Qué pasa si colocas una moneda en el coche para intentar engañar al radar
Una moneda tampoco sirve para evitar los radares de la DGT. Aunque sea metálica, su presencia no modifica de forma útil la medición de la velocidad realizada sobre un vehículo completo.
Esto significa que colocar una moneda en alguna zona del coche esperando alterar las ondas del radar no hará que un automóvil que circula, por ejemplo, a 130 km/h aparezca ante el cinemómetro como si estuviera circulando a 100 km/h.
El sistema no calcula la velocidad basándose en un único punto metálico colocado estratégicamente por el conductor. Lo relevante es el movimiento del vehículo que atraviesa la zona controlada.
Por tanto, ni una moneda ni el papel de aluminio ofrecen un método efectivo para evitar una multa por exceso de velocidad. Su carácter metálico no es suficiente para conseguir el efecto que atribuyen a estos trucos.
Manipular la matrícula sí puede acabar en una multa importante
Hay que diferenciar estos mitos de otra práctica: alterar deliberadamente la matrícula para dificultar su identificación. En este caso ya no se trata de interferir en la medición de la velocidad, sino de intentar impedir que el vehículo pueda ser reconocido correctamente.
El Reglamento General de Vehículos establece que las placas de matrícula deben ser perfectamente visibles y legibles. Por ello, colocar objetos, materiales o elementos destinados a ocultar números o letras puede constituir una infracción.

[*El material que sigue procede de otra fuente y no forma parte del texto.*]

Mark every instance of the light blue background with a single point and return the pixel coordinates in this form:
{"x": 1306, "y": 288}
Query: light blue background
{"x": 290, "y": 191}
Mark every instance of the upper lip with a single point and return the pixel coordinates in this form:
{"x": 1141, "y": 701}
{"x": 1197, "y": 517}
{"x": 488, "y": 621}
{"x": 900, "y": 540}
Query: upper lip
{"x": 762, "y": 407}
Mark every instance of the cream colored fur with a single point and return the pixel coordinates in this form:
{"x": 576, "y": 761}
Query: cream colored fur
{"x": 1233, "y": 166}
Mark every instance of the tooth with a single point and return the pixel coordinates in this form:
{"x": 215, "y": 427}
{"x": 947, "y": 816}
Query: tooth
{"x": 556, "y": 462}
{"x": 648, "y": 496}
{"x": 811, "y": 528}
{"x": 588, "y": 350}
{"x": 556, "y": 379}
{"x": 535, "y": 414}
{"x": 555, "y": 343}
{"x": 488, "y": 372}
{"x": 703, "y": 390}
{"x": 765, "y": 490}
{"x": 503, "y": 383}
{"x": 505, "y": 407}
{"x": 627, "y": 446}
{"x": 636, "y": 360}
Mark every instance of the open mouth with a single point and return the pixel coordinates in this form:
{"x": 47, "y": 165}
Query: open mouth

También están prohibidos los mecanismos destinados específicamente a interferir en los sistemas de vigilancia del tráfico. La normativa española contempla sanciones especialmente elevadas para la instalación de inhibidores de radares o cinemómetros.
Los conductores deben distinguir estos dispositivos de los sistemas que simplemente informan sobre la ubicación de controles a partir de información disponible. Un inhibidor actúa sobre el funcionamiento del sistema de vigilancia, y precisamente por ello está prohibido.
El verdadero motivo por el que el papel de aluminio no puede hacer “invisible” un coche
La confusión nace de una idea que tiene una pequeña base física pero conduce a una conclusión incorrecta. Los metales pueden interactuar con las ondas electromagnéticas. El problema está en asumir que cualquier pieza metálica puede utilizarse para engañar un radar.
El papel de aluminio puede reflejar determinadas ondas electromagnéticas, pero un automóvil ya contiene una gran cantidad de componentes y superficies metálicas. Añadir una pequeña lámina no elimina la señal que el sistema recibe del vehículo.
Tampoco existe un efecto por el cual el radar vaya a “confundirse” automáticamente y asignar al coche una velocidad inferior. Para los radares de la DGT, lo importante continúa siendo el movimiento del vehículo que están midiendo.
Por eso, recurrir a monedas, aluminio u otros objetos domésticos no constituye una alternativa para evitar los controles de velocidad. La única forma segura y legal de no recibir una sanción por exceso de velocidad es respetar los límites establecidos en cada vía.